Das Erstgericht weist zurecht darauf hin, dass von der Hemmung nur solche Ansprüche umfasst werden, für deren Nachweis die zum Gegenstand des Beweisverfahrens gemachten Tatsachenbehauptungen von Bedeutung sind (BGH, Urteil vom 29.01.2008, XI ZR 160/07, Rz. 30). Es geht jedoch irrig davon aus, dass Tatsachen, die für die Darlegung eines Schadensersatzanspruchs aus Aufklärungsmängeln von Bedeutung sind, nicht zum Gegenstand des Beweisverfahrens gemacht wurden. Denn die Klägerin hat die Behauptungen zum Beweisthema gemacht, dass bestimmte Gesundheitsschäden vorliegen und dass diese aus der Verwirklichung methodenspezifischer Risiken resultieren (Ziffer I, II. 1 und II. 4 des Antrags vom 11.02.2005). Die vom Sachverständigen auch nach dem Beweisbeschluss des Landgerichts Bayreuth vom 08.03.2005 (Bl. 17-23 der Beiakte 12 OH 8/05) zu beurteilenden Tatsachenfragen betrafen die Kausalität eines etwaigen Aufklärungsfehlers und somit ein Kernelement eines auf einen Aufklärungsmangel gestützten Schadensersatzanspruchs. Es war nicht erforderlich, dass die Klägerin über diese Frage hinaus auch den Umfang der Aufklärung zum Gegenstand des Beweisverfahrens macht. Nach dem Sinn und Zweck des § 204 BGB, der dem Gläubiger eine faire Chance einräumen will, die Verjährung seines Anspruchs zu verhindern (Palandt-Ellenberger, BGB, 74. Aufl., § 204, Rn. 1), ist es vielmehr ausreichend, wenn der Gläubiger eine einzelne Anspruchsvoraussetzung des von ihm verfolgten Anspruchs zum Gegenstand des Beweisverfahrens macht. Zudem ist zu berücksichtigen, dass eine Klärung im selbstständigen Beweisverfahren durch Sachverständigenbeweis unter den Voraussetzungen des § 485 Abs. 2 ZPO nicht möglich gewesen wäre, da es zum Inhalt der mündlichen Aufklärung auf die Wahrnehmung von Zeugen angekommen wäre. Die Zulässigkeit eines Antrags nach § 485 Abs. 1 ZPO wäre zweifelhaft gewesen.

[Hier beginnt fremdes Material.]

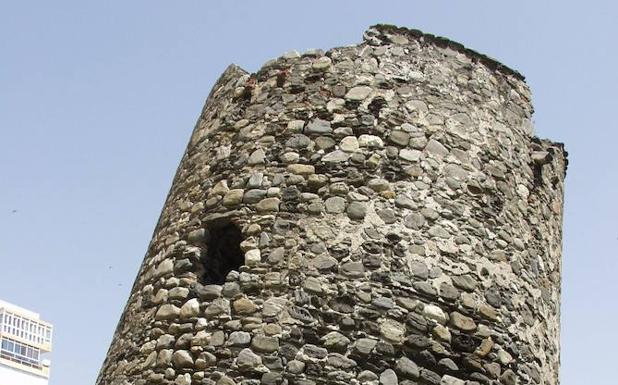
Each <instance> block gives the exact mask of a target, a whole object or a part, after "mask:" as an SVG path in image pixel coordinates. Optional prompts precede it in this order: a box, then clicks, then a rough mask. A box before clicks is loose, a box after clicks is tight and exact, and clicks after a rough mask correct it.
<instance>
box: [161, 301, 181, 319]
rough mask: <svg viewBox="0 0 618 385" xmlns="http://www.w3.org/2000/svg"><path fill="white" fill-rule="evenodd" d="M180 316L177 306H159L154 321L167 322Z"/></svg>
mask: <svg viewBox="0 0 618 385" xmlns="http://www.w3.org/2000/svg"><path fill="white" fill-rule="evenodd" d="M179 315H180V309H179V308H178V307H177V306H174V305H172V304H164V305H161V307H160V308H159V310H157V313H156V314H155V319H157V320H168V319H175V318H177V317H178V316H179Z"/></svg>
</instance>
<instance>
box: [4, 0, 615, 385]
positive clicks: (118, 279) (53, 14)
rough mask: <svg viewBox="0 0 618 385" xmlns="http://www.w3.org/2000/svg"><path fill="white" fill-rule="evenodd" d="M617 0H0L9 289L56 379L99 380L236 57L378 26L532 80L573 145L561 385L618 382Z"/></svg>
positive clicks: (567, 177)
mask: <svg viewBox="0 0 618 385" xmlns="http://www.w3.org/2000/svg"><path fill="white" fill-rule="evenodd" d="M617 8H618V6H617V5H615V2H612V1H598V0H589V1H587V2H583V1H578V2H576V1H538V0H537V1H518V2H515V3H514V2H503V1H465V2H464V1H431V2H430V1H409V0H408V1H386V0H382V1H380V2H377V1H362V0H361V1H359V0H356V1H334V0H330V1H321V0H312V1H310V2H309V1H307V2H293V1H196V0H186V1H182V2H180V1H176V2H172V1H155V0H149V1H139V0H135V1H130V2H129V1H105V2H94V1H91V2H87V1H83V0H82V1H28V0H20V1H8V0H7V1H0V273H1V276H2V278H1V282H2V285H1V289H0V298H2V299H5V300H7V301H10V302H14V303H17V304H19V305H22V306H24V307H27V308H31V309H33V310H35V311H38V312H40V313H41V314H42V315H43V317H44V318H45V319H46V320H49V321H51V322H53V323H54V324H55V327H56V330H55V341H54V342H55V351H54V353H53V356H52V378H51V381H50V384H51V385H84V384H92V383H94V380H95V377H96V375H97V372H98V370H99V367H100V365H101V363H102V360H103V358H104V356H105V353H106V350H107V348H108V344H109V342H110V339H111V336H112V333H113V331H114V328H115V326H116V322H117V320H118V318H119V316H120V312H121V311H122V308H123V306H124V303H125V301H126V299H127V298H128V293H129V290H130V287H131V285H132V283H133V280H134V278H135V275H136V273H137V269H138V266H139V264H140V262H141V260H142V257H143V255H144V252H145V250H146V246H147V245H148V242H149V240H150V236H151V234H152V231H153V229H154V225H155V222H156V220H157V218H158V215H159V212H160V210H161V207H162V205H163V201H164V199H165V196H166V194H167V191H168V189H169V187H170V183H171V180H172V177H173V175H174V172H175V170H176V167H177V165H178V162H179V160H180V157H181V155H182V153H183V151H184V147H185V145H186V143H187V141H188V138H189V135H190V133H191V130H192V128H193V125H194V124H195V120H196V118H197V116H198V114H199V112H200V110H201V108H202V105H203V102H204V100H205V98H206V96H207V95H208V93H209V91H210V88H211V86H212V85H213V82H214V81H215V80H216V78H217V77H218V76H219V74H220V73H221V72H222V71H223V70H224V69H225V67H226V66H227V65H228V64H230V63H236V64H238V65H240V66H242V67H243V68H245V69H247V70H250V71H254V70H256V69H258V68H259V67H260V65H261V63H263V62H265V61H266V60H268V59H270V58H274V57H277V56H279V55H281V54H282V53H284V52H286V51H289V50H291V49H296V50H299V51H303V50H305V49H308V48H324V49H328V48H330V47H333V46H341V45H347V44H353V43H357V42H359V41H360V40H361V37H362V33H363V31H364V30H365V29H366V28H367V27H368V26H369V25H372V24H376V23H378V22H382V23H392V24H398V25H401V26H408V27H414V28H419V29H421V30H423V31H425V32H430V33H434V34H438V35H443V36H447V37H449V38H451V39H453V40H456V41H459V42H461V43H463V44H465V45H466V46H468V47H470V48H473V49H475V50H477V51H479V52H482V53H485V54H487V55H489V56H492V57H495V58H496V59H498V60H500V61H501V62H503V63H505V64H506V65H508V66H510V67H512V68H515V69H517V70H519V71H520V72H522V73H523V74H524V75H525V76H526V78H527V81H528V84H529V85H530V87H531V89H532V92H533V100H534V105H535V109H536V113H535V118H534V120H535V125H536V131H537V134H538V135H539V136H541V137H548V138H551V139H553V140H555V141H560V142H564V143H565V144H566V148H567V150H568V151H569V160H570V164H569V169H568V175H567V180H566V199H565V217H564V242H563V245H564V254H563V297H562V368H561V377H562V384H563V385H578V384H583V383H590V384H595V385H615V383H614V382H612V381H613V380H612V379H611V378H612V377H611V376H607V375H606V371H608V370H610V368H611V369H612V370H613V369H614V365H615V362H614V361H615V356H616V355H615V347H616V346H617V345H618V337H617V335H616V333H614V332H613V329H614V324H615V322H616V319H618V306H616V304H617V301H616V298H615V294H616V293H617V292H618V284H617V283H616V282H617V281H618V280H617V279H616V273H617V272H618V269H617V267H618V262H617V258H616V257H617V256H618V253H617V251H616V249H617V248H618V219H617V218H618V208H617V207H618V206H617V204H616V199H617V198H618V183H617V181H616V176H617V170H618V161H617V160H616V159H617V156H616V153H617V150H616V148H618V143H617V142H618V129H617V128H618V127H617V125H618V124H617V119H616V117H615V112H616V110H617V107H618V96H617V94H616V89H617V88H618V56H617V55H618V54H617V52H616V49H615V46H616V43H615V39H616V37H617V36H618V10H617Z"/></svg>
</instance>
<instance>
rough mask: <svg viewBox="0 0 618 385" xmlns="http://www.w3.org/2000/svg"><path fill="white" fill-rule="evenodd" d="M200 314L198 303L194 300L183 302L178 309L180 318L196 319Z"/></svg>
mask: <svg viewBox="0 0 618 385" xmlns="http://www.w3.org/2000/svg"><path fill="white" fill-rule="evenodd" d="M199 314H200V303H199V301H198V300H197V299H196V298H192V299H190V300H188V301H187V302H185V304H184V305H182V307H181V308H180V318H185V319H186V318H191V317H197V316H198V315H199Z"/></svg>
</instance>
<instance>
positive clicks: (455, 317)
mask: <svg viewBox="0 0 618 385" xmlns="http://www.w3.org/2000/svg"><path fill="white" fill-rule="evenodd" d="M450 322H451V325H453V326H454V327H456V328H457V329H460V330H464V331H474V330H476V324H475V323H474V320H473V319H472V318H470V317H467V316H465V315H463V314H461V313H458V312H456V311H454V312H452V313H451V317H450Z"/></svg>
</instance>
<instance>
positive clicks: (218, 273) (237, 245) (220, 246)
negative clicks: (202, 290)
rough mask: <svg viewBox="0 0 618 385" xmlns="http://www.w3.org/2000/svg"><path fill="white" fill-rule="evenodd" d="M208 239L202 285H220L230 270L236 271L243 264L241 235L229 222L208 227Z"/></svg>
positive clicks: (206, 249)
mask: <svg viewBox="0 0 618 385" xmlns="http://www.w3.org/2000/svg"><path fill="white" fill-rule="evenodd" d="M208 230H209V237H208V239H207V242H206V250H207V252H206V256H205V257H204V259H203V264H204V283H205V284H207V285H210V284H217V285H221V284H223V283H224V282H225V277H226V276H227V274H228V273H229V272H230V271H232V270H238V269H239V268H240V266H242V265H243V264H244V262H245V256H244V254H243V252H242V250H241V249H240V242H242V233H241V232H240V230H239V229H238V227H236V225H234V224H233V223H231V222H226V223H211V224H209V225H208Z"/></svg>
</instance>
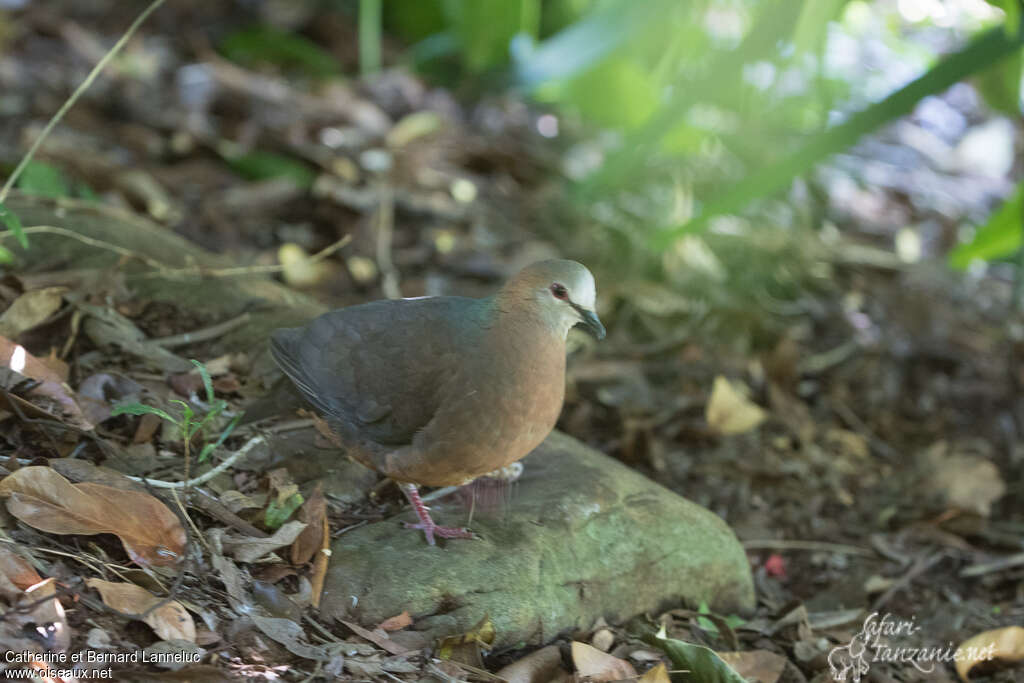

dd) Das Beweisverfahren war am 29.03.2007 mit Übersendung des Ergänzungsgutachtens vom 06.03.2007 an die Klägervertreter beendet. Die Klageschrift ist am 21.08.2009 bei Gericht eingegangen. Die dreijährige Verjährungsfrist war zu diesem Zeitpunkt noch nicht abgelaufen.

7. Eine Entscheidung durch Grundurteil ist damit zulässig, weil Grund und Betrag streitig sind und nur der Streit über den Grund entscheidungsreif ist, § 304 ZPO.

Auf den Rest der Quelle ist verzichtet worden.